She recited lines of poetry to me that night, although I’m sure she wouldn’t remember. As we moved through the house, I bore witness to life shattering. I searched for the poem in the days before the funeral, when the first few weeks of July would no longer ever be just the first few weeks in July. When I began to realize that I held something I may not ever be able to share, in words, in tears, in tangible form, because I was an accidental tangle of too-far-removed and too-close. I held her hand. And that was all and that was everything.

***

I collected Mary Oliver’s words unintentionally this past year. Leaves fell last October as easily as my tears. The sky darkened early in November, but my nights grew longer still, bare and aimless. A last leaf in November, hanging on to nothing more than a spider’s abandoned silk. Perhaps I picked up a few of her words among brown leaves blowing over the sandy shores. The ocean’s wind bites in November.

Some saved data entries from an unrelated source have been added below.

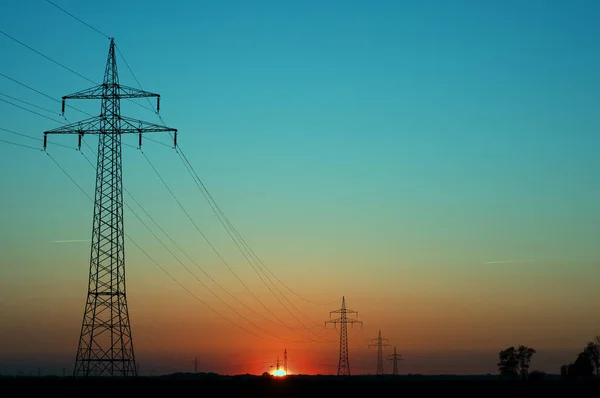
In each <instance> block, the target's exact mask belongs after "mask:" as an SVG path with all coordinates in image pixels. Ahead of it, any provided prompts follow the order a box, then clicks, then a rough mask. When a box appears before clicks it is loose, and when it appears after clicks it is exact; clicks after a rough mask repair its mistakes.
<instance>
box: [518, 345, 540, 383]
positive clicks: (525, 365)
mask: <svg viewBox="0 0 600 398" xmlns="http://www.w3.org/2000/svg"><path fill="white" fill-rule="evenodd" d="M535 352H536V351H535V350H534V349H533V348H530V347H527V346H524V345H520V346H519V348H518V349H517V360H518V362H519V364H518V369H519V373H520V374H521V378H522V379H523V380H525V379H527V377H528V376H529V365H530V364H531V358H532V357H533V354H535Z"/></svg>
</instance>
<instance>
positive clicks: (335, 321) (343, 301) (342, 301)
mask: <svg viewBox="0 0 600 398" xmlns="http://www.w3.org/2000/svg"><path fill="white" fill-rule="evenodd" d="M331 314H340V317H339V318H336V319H331V320H329V321H326V322H325V326H327V324H328V323H333V324H334V325H337V324H338V323H339V324H340V359H339V362H338V376H350V361H349V360H348V324H351V325H352V326H354V324H355V323H359V324H360V325H361V326H362V321H358V320H356V319H352V318H348V314H356V316H357V317H358V312H357V311H352V310H349V309H347V308H346V298H345V297H342V308H340V309H339V310H335V311H331V312H330V313H329V317H330V318H331Z"/></svg>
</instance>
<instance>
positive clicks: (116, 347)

I waited for the snow of the year past to return last year. Quiet and strong reasons to hibernate and burrow and sleep for endless days, curled up in that warm corner. It never came. Sometime during the warm December, the wind kissed my cheeks and made me blush; it was unexpected and I was uncertain. I took off layers of myself and hung them in the back of the closet, instinctively knowing that this winter I would not need this coat, that sweater, these titles, those identities. Maybe I pulled a few of her words out of the back corner of that closet. From the spot I wanted to curl up in, but instead stripped down. To nothing and to everything.  Sometimes they are the same.

Spring came early. Spring came late. I’ll never remember. I left often, returned far less often. I’ll remember the waves without the wind or the grained shores. The moon’s perfect fit in my closet window. Keeping watch over me. I wrote down her name after reading a poem on the internet. I’ll never remember if I thought her syllables sounded familiar. How quaint to say that I bloomed that season. I won’t. I did and I didn’t, I’ll never remember. I left often. I let the moon watch over me.

Summer sun dried the rain of the summer before. I burned and the sand blazed. The nights wilted, but I could breath in the dark.  Deep breaths. The rivers still ran, and I found my footing in soft grass, cool morning dew. I found her name on a brand new spine, upright on the fourth shelf from the bottom. Mary Oliver. She came with me to the ocean side, and I read her in late evening as summer set on the horizon. Blazing red, promising promises with its departure. I drank in some of her words, but left most - I thrive on concrete sidewalks, under bright lights, in pedestrian walkways, when horns blare too loudly. I don’t connect to nature. Days later, the September butterflies danced.

***

This rainy afternoon in October, I clicked on a link and her poem was there. Those lines from that night, unexpectedly standing on the shoulders of Mary Oliver’s name. “Determined to do the only thing you could do - determined to save the only life you could save.” And that was all and that was everything.